A Case for Reading Warren Samuel's Last Book
Matt McCaffrey (currently a PhD
candidate in economics at the University of Angers, and the editor of
Libertarian Papers) writes (19 April) in the International Business Times HERE http://www.ibtimes.com/articles/330669/20120419/regulation-free-markets-economy-labor-competition-entrepreneurs.htm
“ Market Will Solve It”
“Again, the problem
often stems from loose metaphors. Take Adam
Smith's famous "invisible hand," for instance. Try explaining to the
passers-by that we don't need legal restrictions on market
activities because there is an invisible hand that will sort it all out. You're
far more likely to inspire your own commitment to the local mental health center than social change. This is why
it is necessary to constantly remind ourselves exactly what it is we mean when
speaking in such metaphors.
Smith wasn't positing the
existence of some all-seeing economic force
which would magically solve problems.
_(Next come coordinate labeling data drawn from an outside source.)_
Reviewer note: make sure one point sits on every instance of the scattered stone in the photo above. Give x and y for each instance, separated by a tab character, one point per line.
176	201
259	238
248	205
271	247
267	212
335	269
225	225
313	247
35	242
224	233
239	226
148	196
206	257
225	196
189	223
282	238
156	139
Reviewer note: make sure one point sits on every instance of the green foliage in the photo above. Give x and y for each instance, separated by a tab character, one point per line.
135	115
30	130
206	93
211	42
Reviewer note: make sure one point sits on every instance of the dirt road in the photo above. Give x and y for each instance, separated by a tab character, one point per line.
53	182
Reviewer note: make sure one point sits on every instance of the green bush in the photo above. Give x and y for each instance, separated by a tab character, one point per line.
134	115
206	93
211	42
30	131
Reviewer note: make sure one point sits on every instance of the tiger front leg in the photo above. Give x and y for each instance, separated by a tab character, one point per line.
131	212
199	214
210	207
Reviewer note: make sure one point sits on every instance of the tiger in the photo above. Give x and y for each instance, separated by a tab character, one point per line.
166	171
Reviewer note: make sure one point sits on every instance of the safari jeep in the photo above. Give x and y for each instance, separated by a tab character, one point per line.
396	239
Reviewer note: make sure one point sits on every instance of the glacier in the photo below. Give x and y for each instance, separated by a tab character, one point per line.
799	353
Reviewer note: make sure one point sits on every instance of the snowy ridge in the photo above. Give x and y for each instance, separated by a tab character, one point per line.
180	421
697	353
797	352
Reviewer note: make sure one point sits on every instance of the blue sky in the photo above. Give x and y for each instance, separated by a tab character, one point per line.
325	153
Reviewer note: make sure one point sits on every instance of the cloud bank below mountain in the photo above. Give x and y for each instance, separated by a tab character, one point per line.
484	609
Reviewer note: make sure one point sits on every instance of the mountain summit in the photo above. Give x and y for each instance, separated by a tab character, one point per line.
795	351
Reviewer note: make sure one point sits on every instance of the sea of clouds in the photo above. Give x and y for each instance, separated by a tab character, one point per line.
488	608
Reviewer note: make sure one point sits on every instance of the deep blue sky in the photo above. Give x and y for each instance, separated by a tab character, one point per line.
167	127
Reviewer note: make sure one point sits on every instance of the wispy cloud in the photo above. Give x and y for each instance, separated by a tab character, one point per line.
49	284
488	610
All he meant was that the division of
labor (and thus, the market) makes it in
everyone's interest to serve the interests of others. So even when we talk about competition in the market, we're really
talking about a powerful form of social cooperation.”
Comment
There I
was thinking that Matt McCaffrey was doing great in his article criticizing the
over-use by modern economists of ‘loose metaphors’ like the invisible hand,
when he added “all he (Adam Smith) meant” was ….etc., and went off the rails.
True,
Matt didn’t add the usual nonsense among modern economists about “selfishness
leading to public benefits”, which is an improvement, but his reference to the
“division of labour” is quite out of place, though I understand what he meant.
The
metaphor used by Smith was confined to the specific case of a merchant trader
who felt insecure trading abroad, hence for that reason he traded
“domestically”, and this had the consequence that domestic capital investment
increased by the amount of his capital (i.e., the whole is the sum of its
parts). He only intended his own security, but this intention, was
metaphorically defined by Smith as the merchant being “led by an invisible
hand” (we cannot see inside his head), but its consequence was that it added to
‘annual revenue and employment”, which in Smith’s view was a public benefit.
Metaphors
describe their objects in a “more striking and interesting manner’ and the
object of Smith’s use of the IH metaphor in this case is clear; it is the
merchant’s insecurity. The “invisible hand” as a metaphor does not exist in
reality. There is no “invisible hand”!
All
modern (post 1940) attempts to explain the “invisible hand” as a metaphor for
markets, supply and demand, the division of labour, the price system, and any
of a dozen other assertions are pure inventions, as are their attributions to
Adam Smith. He mentioned the IH metaphor only once in Wealth Of Nations in Book
IV when dealing with “mercantile political economy”, and never mentioned it in
Books I and II where he covered in detail how markets and the division of
labour, etc.
Recent
frustrations with modern claims for the invisible hand notwithstanding, there
is no substance to these assertions in relation to Adam Smith. The recent, and last,
work of Warren Samuels “Erasing the Invisible Hand: essays on an elusive and
misunderstood concept” (Cambridge University Press, 2011) documents in detail
the dead-end that belief in the existence of an invisible hand became for
modern economics after 1948. I recommend to Matt McCaffrey that he consult it.